Marine park and top diving destination at risk
If I ruled the world, China would stop mining coal. The cost is too great: frequent fatal mine accidents (the latest just a few days ago), filthy and unhealthy air over much of China from antiquated coal-fired plants and now the “Shen Neng 1,” a Chinese bulk-coal ship that strayed from designated shipping lanes on Saturday and slammed into Australia’s Great Barrier reef at full speed and ran aground on this world wonder.
The reef is a fanastic 1,800-mile barrier reef 60-odd miles off Australia’s northeast coast that is arguably the world’s finest scuba destinations. Great Keppel Island, where the ship ran aground, is a dive destination that boasts “pristine waters. I checked dive blogs and specific Great Keppel Island dive operators and resorts, and astonishingly, none mentioned this incident or its possible effects.
There has not yet been a really major spill of the ship’s 950 tons of oil, but oil patches several miles from the wreck have been spotted from the air. Chemical dispersants were sprayed on the oil on Sunday The ship, which is about 800 feet long and carried about 65,000 tons of coal, will have to be towed into port.
The BBC reported: “Queensland officials say the ‘Shen Neng 1’ is badly damaged and the salvage operation could take weeks. Fears remain that it could break up, spilling hundreds of tonnes of oil.
Environmentalists are furious about the grounding on Douglas Shoals, well outside the authorised shipping channel.
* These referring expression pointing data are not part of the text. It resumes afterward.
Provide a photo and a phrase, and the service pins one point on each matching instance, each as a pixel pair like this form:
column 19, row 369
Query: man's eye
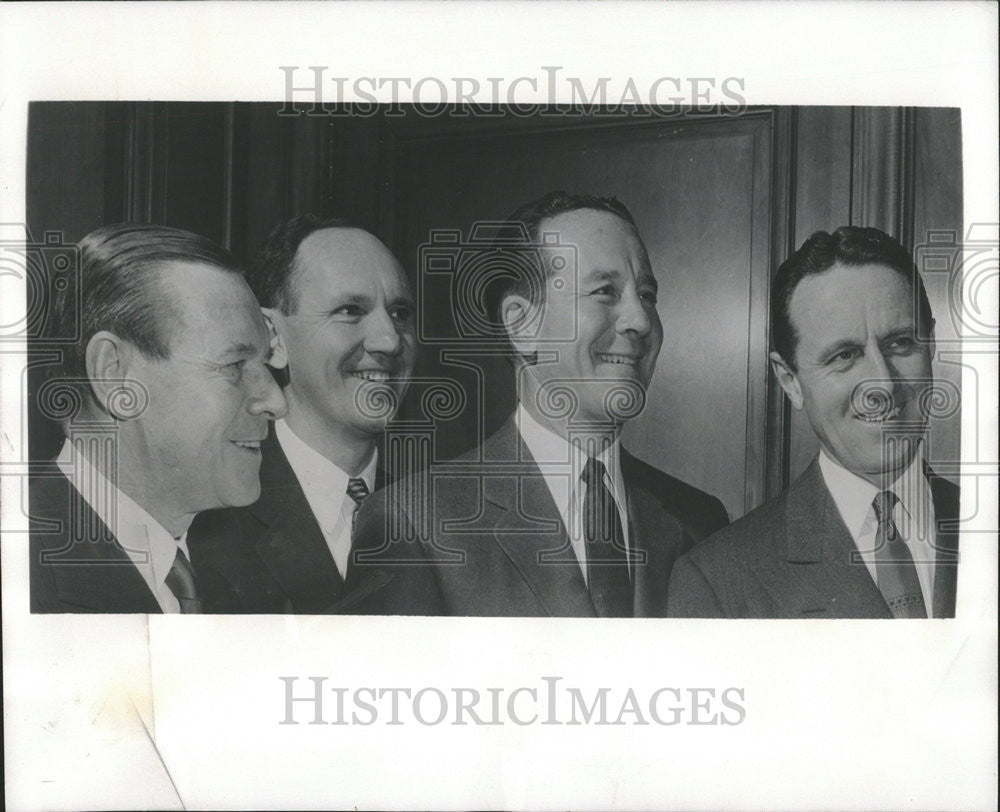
column 903, row 344
column 845, row 356
column 351, row 311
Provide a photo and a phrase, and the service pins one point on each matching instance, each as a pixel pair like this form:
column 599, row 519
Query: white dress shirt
column 562, row 464
column 325, row 487
column 913, row 515
column 146, row 542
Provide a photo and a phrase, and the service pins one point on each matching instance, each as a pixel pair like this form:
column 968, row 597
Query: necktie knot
column 895, row 572
column 357, row 489
column 593, row 473
column 182, row 581
column 884, row 504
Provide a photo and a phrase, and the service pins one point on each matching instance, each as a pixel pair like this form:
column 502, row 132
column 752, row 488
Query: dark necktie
column 357, row 490
column 184, row 584
column 896, row 573
column 607, row 560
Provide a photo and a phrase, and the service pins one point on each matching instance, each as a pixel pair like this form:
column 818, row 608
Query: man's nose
column 382, row 333
column 632, row 315
column 879, row 386
column 265, row 397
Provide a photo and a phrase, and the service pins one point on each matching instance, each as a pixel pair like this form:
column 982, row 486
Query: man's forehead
column 845, row 297
column 343, row 255
column 211, row 307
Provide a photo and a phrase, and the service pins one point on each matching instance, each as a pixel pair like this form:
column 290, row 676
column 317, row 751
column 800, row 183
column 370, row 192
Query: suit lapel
column 655, row 539
column 825, row 574
column 527, row 527
column 292, row 546
column 946, row 498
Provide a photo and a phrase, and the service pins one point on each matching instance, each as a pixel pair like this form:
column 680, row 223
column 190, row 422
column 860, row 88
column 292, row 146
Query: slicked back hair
column 121, row 288
column 272, row 273
column 853, row 246
column 525, row 274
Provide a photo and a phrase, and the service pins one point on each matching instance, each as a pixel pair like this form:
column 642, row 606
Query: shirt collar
column 318, row 476
column 550, row 449
column 854, row 495
column 143, row 538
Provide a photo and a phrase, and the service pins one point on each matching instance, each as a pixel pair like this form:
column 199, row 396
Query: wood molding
column 883, row 167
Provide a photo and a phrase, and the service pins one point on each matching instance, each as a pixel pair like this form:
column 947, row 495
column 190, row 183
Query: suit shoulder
column 702, row 511
column 752, row 531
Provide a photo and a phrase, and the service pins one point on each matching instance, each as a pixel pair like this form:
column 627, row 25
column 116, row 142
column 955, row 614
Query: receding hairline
column 168, row 307
column 858, row 267
column 343, row 234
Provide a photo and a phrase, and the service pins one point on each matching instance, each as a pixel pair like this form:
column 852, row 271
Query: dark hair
column 120, row 287
column 848, row 245
column 523, row 230
column 271, row 274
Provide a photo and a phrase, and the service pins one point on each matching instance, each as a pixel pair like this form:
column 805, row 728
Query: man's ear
column 788, row 379
column 518, row 315
column 279, row 352
column 108, row 358
column 929, row 341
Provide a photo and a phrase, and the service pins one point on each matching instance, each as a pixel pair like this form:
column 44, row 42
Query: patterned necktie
column 607, row 560
column 184, row 584
column 357, row 490
column 894, row 568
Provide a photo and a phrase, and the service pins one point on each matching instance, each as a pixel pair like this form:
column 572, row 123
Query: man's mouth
column 881, row 416
column 618, row 358
column 377, row 375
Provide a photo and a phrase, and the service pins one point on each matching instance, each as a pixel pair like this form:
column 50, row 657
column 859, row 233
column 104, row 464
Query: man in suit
column 169, row 400
column 341, row 315
column 868, row 531
column 549, row 515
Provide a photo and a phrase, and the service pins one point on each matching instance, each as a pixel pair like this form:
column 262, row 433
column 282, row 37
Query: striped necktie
column 182, row 581
column 894, row 568
column 607, row 560
column 357, row 490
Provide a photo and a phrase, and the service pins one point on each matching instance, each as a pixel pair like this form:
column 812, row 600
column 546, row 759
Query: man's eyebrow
column 649, row 279
column 899, row 332
column 341, row 299
column 602, row 275
column 836, row 346
column 240, row 348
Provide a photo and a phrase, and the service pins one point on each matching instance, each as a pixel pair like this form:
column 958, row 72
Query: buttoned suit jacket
column 272, row 554
column 794, row 557
column 78, row 565
column 494, row 544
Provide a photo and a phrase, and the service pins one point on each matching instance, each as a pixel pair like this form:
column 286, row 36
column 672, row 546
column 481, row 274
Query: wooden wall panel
column 720, row 202
column 700, row 193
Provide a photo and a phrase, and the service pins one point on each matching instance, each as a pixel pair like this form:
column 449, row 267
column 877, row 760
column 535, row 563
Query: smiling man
column 549, row 515
column 172, row 400
column 341, row 317
column 867, row 530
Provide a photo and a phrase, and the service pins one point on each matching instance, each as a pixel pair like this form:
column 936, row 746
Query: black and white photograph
column 464, row 403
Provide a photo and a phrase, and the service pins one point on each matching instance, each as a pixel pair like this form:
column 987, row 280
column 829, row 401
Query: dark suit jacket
column 494, row 543
column 77, row 564
column 791, row 557
column 272, row 553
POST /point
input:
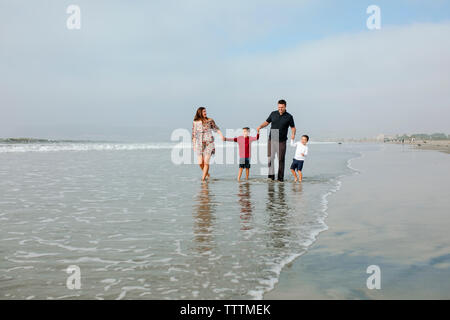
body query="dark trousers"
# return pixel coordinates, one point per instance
(276, 147)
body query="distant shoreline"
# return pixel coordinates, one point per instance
(437, 145)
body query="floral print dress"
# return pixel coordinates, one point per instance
(202, 137)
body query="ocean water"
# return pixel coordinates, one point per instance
(139, 226)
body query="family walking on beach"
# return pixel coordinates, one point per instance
(280, 120)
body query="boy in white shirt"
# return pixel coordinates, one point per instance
(299, 157)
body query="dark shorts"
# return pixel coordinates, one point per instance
(244, 163)
(297, 165)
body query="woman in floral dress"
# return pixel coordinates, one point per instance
(203, 139)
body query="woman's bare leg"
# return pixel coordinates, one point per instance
(205, 167)
(240, 174)
(294, 174)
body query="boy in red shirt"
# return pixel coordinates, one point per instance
(244, 143)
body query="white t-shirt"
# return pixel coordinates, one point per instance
(301, 149)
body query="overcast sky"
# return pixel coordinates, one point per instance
(136, 70)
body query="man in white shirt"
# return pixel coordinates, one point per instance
(300, 153)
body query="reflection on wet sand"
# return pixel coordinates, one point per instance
(246, 205)
(203, 214)
(278, 213)
(297, 188)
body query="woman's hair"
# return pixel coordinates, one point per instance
(199, 115)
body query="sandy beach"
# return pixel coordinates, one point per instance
(438, 145)
(393, 213)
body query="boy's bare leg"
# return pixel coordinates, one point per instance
(294, 174)
(240, 174)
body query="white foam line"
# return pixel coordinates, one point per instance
(259, 294)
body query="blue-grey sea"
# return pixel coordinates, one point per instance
(138, 225)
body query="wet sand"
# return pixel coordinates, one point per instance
(394, 213)
(437, 145)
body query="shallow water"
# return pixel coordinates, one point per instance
(140, 227)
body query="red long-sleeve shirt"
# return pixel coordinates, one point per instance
(244, 145)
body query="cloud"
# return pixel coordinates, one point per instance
(147, 65)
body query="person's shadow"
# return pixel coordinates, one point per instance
(246, 205)
(203, 219)
(278, 214)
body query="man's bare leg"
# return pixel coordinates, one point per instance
(240, 174)
(294, 174)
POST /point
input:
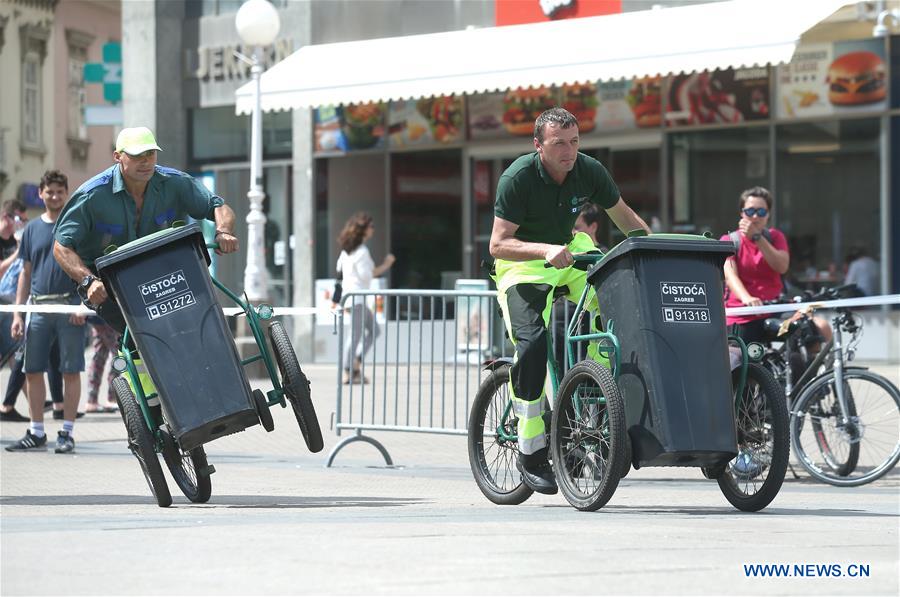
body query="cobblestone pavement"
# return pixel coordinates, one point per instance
(279, 522)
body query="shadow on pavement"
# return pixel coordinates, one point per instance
(217, 501)
(728, 511)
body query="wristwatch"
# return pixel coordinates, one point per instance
(86, 283)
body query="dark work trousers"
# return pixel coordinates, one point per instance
(17, 378)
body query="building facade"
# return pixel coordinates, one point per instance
(681, 147)
(45, 99)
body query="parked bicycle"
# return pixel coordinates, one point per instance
(596, 422)
(845, 420)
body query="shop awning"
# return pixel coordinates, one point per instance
(634, 44)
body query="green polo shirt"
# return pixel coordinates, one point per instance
(544, 210)
(102, 212)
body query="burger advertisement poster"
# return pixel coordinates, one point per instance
(630, 103)
(727, 96)
(824, 79)
(426, 121)
(613, 105)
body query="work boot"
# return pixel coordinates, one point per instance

The Chinese-registered ship is balanced precariously off the east coast of Great Keppel Island.
A tug boat is at the scene to help prevent it from keeling over and to assist with any attempt at refloating the stricken vessel. Its Chinese crew have remained on board.” According to a statement in a video that is part of the BBC report, ships are permitted to sail the calmer waters between the Mainland and Queensland without a pilot. Blomberg more recently reported that a second tug is on its way.
Deja Vue All Over Again
On March 11, 2009, the Hong Kong-flagged container ship “Pacific Adventurer” was responsible for a large oil spill that Moreton Island and Sunshine Coast beaches, north of Brisbane The ship lost 31 containers of ammonium nitrate that loose in Cyclose Hamish’s rough seas. Some of the containers pierced the ship’s hull, releasing some 270 tons of oil into the ocean. The captain was charged with violating marine-pollution laws but permitted to leave Australia.
In August 2009, the Australian and Queensland Governments and its owner, Swire Shipping, reached an agreement, under which the transport company was to pay $25 million in damages. This far exceeds Swire’s legal obligation of $17.5 million for compensation. The overage was to go to a trust specially established to help improve marine protection and maritime safety. The “Shen Neng 1” accident might put it to use. Who knows what will happen to the captain — and whether China’s Cosco Group will pay a potential $921,500 fine — far too little, IMHO.
Ironically, Cosco’s website boasts that it is committed to the UN’s Global Compact, whose cornerstones are “aligning their operations and strategies with ten universally accepted principles in the areas of human rights, labour, environment and anti-corruption.” Environment. Slamming a ship into a marine park is a serious misalignment.
The Great Barrier Reef is a world wonder, home to some 400 coral species (the most in the world), 1,500 species of tropical fish, 4,000 types of mollusks, 200 types of birds, 20 types of reptiles. It is also the habitat for a number of threatened species such as the dugong (“sea cow”) and large green turtle. Additionally, it is an important breeding area for humpback whales that migrate from Antarctica.
I have a special affection for the Great Barrier Reef. After snorkeling off Lady Musgrave Island, one of thousands of little land outcroppings, back in 1987, I decided to get my scuba certification, because I wanted to participate in underwater life, not simply to float on top as spectator. I’m now a certified diver but never managed to return to Australia. Since my visit, we’ve become aware that this reef, like all others on the planet, is under chronic assault from climate change, but a ship running aground and spilling oil or other harmless substances is acute trauma.